My project used a dataset called Disneyland Reviews found in Kaggle conatining 42,000 reviews from TripAdvisor about three Disneyland: California, Paris, Hong Kong.

library(readr)
Disney <- read_csv("~/Desktop/MEA/DisneylandReviews.csv")
View(Disney)

library(dplyr)
library(ggplot2)
library(tidyverse)
library(tidytext)

It will be meaningful to look at this dataset based on the three different park locations. Therefore, I split up the data based on their brank location and created three new datasets called CA (representing Disneyland located in Anaheim, CA), Paris (representing Disneyland Paris), and HK (representing Hong Kong Disneyland). I also performed some fundamental data analysis to explore and get a general idea about the dataset, including the number of reviews and the average ratings for each park.

California

CA <- filter(Disney,Branch == "Disneyland_California")
View(CA)
mean(CA$Rating)
## [1] 4.405339
count(CA)
## # A tibble: 1 × 1
##       n
##   <int>
## 1 19406

There are 19406 reviews about the Disneyland in Anaheim, CA, with an average rating about 4.41.

Paris

Paris <- filter(Disney,Branch == "Disneyland_Paris")
View(Paris)
mean(Paris$Rating)
## [1] 3.960088
count(Paris)
## # A tibble: 1 × 1
##       n
##   <int>
## 1 13630

With an average rating of 3.96, Disneyland Paris has 13630 reviews.

Hong Kong

HK <- filter(Disney,Branch == "Disneyland_HongKong")
View(HK)
mean(HK$Rating)
## [1] 4.204158
count(HK)
## # A tibble: 1 × 1
##       n
##   <int>
## 1  9620

There are 9620 reviews about Hong Kong Disneyland, with an average of about 4.20.

In Summary

The average rating for each park (out of 5): 4.41 for Anaheim, CA, 3.96 for Paris, and 4.20 for Hong Kong.

Disney %>%
  separate(Year_Month, c("Year","Month"),sep = '-', remove=TRUE) -> Disney2
View(Disney2)

I used the separate() function in R to separate the variable Year_Month into two new variables Year and Month.

Disney2 %>%
  group_by(Year, Branch) %>%
  summarize(average = mean(Rating)) -> avgrating
View(avgrating)

I used the summarize() function in R finding the average rating by year for three different park locations and plot a graph showing how the average rating from each park location changed over time.
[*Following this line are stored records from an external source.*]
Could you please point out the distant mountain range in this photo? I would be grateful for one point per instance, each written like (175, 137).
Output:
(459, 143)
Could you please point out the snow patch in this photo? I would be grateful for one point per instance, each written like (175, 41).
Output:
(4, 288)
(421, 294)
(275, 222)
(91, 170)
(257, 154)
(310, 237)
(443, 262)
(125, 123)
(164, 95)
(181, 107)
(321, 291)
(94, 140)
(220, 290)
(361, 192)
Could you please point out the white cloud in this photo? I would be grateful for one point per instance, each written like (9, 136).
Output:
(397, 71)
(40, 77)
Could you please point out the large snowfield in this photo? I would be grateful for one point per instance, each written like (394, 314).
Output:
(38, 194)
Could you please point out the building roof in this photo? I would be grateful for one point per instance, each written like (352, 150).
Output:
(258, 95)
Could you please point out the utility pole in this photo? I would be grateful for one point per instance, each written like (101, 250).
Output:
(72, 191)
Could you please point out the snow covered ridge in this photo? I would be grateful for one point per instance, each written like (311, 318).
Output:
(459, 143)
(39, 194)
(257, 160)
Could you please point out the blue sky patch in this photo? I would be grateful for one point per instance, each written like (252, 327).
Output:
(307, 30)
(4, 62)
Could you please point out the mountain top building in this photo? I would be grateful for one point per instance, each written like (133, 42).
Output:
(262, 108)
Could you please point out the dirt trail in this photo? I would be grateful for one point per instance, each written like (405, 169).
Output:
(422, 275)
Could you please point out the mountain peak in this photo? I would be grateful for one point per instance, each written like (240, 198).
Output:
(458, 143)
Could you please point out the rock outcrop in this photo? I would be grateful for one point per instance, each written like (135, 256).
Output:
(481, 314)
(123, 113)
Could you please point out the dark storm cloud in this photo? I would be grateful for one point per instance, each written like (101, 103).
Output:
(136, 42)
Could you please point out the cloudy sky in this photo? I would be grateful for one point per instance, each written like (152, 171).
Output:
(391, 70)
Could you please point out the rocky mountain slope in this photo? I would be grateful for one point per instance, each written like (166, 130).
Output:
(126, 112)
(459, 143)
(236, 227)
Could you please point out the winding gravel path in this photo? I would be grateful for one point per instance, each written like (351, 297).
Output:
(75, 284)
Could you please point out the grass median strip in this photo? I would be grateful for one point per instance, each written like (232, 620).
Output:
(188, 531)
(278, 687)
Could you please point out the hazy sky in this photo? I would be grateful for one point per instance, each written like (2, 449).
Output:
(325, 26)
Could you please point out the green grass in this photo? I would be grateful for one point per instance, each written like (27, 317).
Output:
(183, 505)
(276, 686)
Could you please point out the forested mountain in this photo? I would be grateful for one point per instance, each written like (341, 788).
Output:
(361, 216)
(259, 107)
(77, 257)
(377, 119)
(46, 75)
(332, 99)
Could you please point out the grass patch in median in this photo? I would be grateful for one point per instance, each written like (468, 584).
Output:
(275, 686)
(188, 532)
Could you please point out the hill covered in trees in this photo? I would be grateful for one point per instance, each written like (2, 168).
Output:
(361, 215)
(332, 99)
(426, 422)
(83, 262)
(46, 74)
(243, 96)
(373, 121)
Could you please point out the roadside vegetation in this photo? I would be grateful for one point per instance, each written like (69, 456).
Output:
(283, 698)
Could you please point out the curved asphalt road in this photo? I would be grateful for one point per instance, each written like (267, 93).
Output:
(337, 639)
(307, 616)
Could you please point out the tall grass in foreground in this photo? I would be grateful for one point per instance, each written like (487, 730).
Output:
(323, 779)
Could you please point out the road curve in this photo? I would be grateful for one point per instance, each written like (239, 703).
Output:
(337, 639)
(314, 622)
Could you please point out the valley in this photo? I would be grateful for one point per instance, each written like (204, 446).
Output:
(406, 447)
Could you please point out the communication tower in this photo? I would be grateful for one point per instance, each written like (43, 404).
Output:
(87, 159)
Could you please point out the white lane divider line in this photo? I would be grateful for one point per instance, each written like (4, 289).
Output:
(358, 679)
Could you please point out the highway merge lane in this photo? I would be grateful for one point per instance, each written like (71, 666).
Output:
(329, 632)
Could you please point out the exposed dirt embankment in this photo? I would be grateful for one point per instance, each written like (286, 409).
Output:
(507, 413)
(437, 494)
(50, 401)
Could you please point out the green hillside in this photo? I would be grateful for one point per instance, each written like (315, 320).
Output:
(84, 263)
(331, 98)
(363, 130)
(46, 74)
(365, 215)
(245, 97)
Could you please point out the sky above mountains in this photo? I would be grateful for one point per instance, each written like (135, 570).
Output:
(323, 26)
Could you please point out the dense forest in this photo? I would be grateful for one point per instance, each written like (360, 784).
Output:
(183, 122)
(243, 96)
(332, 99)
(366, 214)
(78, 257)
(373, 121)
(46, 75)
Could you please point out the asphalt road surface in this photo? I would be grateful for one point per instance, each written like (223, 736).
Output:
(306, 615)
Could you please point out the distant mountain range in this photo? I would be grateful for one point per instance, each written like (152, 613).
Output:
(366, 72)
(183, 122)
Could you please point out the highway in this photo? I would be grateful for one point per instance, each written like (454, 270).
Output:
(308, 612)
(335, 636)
na.omit(avgrating) -> avgrating
View(avgrating)
as.numeric(avgrating$Year) -> avgrating$Year

Many reviews in this dataset do not include any information about the year and month. I used na.omit() function to exclude all reviews with missing years and months and plotted a graph showing the average rating for each park from 2010 to 2019. Because the missing values are not included, this graph does not 100% reflect all the values in this dataset.

avgrating %>%
  mutate(Branch = recode(Branch, 'Disneyland_California'='California','Disneyland_HongKong' = 'Hong Kong', 'Disneyland_Paris' = "Paris")) -> avgrating
ggplot(avgrating,aes(x=Year, y=average, color = Branch)) + 
  geom_line() +
  labs(title="Average Rating Over Time for Each Park",
       x="Year",
       y="Average Raring",
       color="Location") +
  scale_x_continuous(breaks = seq(2010, 2019))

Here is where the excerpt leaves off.